Le Sezioni unite, nel risolvere la questione sopra esaminata, hanno anche preso in considerazione la particolare attenzione, manifestatasi nella giurisprudenza sovranazionale ed in quella della Corte Costituzionale, al divieto del principio del bis in idem sostanziale, quale diritto fondamentale dell'individuo sulla base dell'elaborazione della Corte Edu (Corte Edu, 4 marzo 2014, Grande Stevens c. Italia; Corte Edu, Grande Camera, 15 novembre 2011, A e B. contro Norvegia) e della Corte costituzionale (sentenza n. 200 del 2016).

In tale analisi viene evidenziato come l'essenza del divieto espresso dalla giurisprudenza della Corte Edu debba essere ravvisato nella necessita di non sottoporre ad accertamento due volte l'interessato per il medesimo fatto storico; detto divieto pero, rilevano le sezioni unite, non ha natura assoluta, non essendo precluso il perseguimento della persona sottoposta a controllo in due autonome procedure, pur auspicandosi una trattazione unitaria; precluso è solo la sottoposizione della persona ad un autonomo giudizio, quando sia stato già definito uno dei due.

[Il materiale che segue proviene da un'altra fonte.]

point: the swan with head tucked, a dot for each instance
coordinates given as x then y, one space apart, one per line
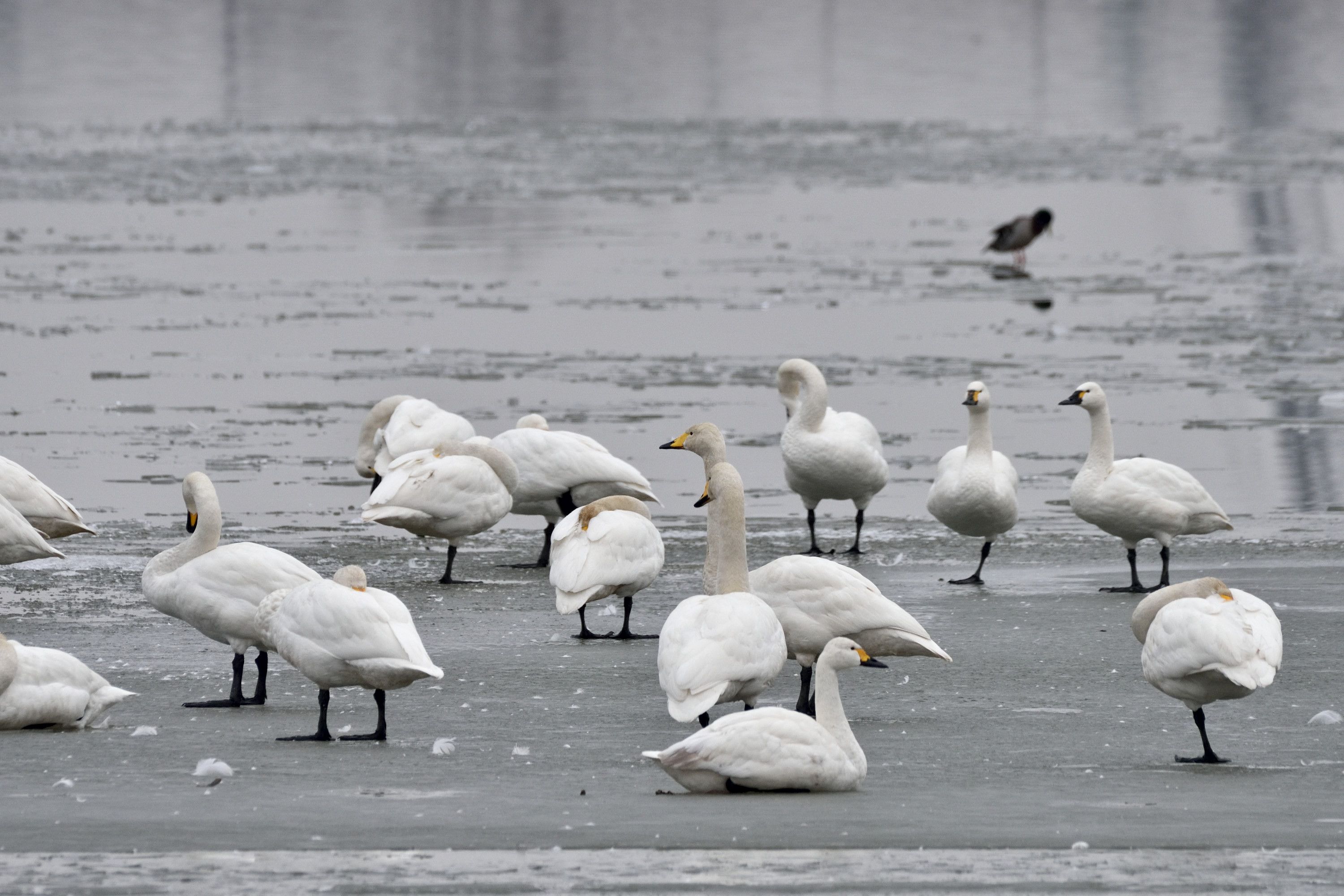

Quanto alla sentenza della Corte costituzionale n. 200 del 2016, viene rappresentato come la stessa si sia limitata a prescrivere l'applicazione dell'art. 649 c.p.p. anche nell'ipotesi in cui oggetto del giudizio concluso sia un reato in concorso formale con l'altro posto in comparazione, In conclusione le Sezioni unite escludono che l'evoluzione della giurisprudenza della Corte Edu e di quella della Corte costituzionale impongano una riconsiderazione dell'istituto del concorso apparente di norme sulla base di criteri diversi da quello di specialità.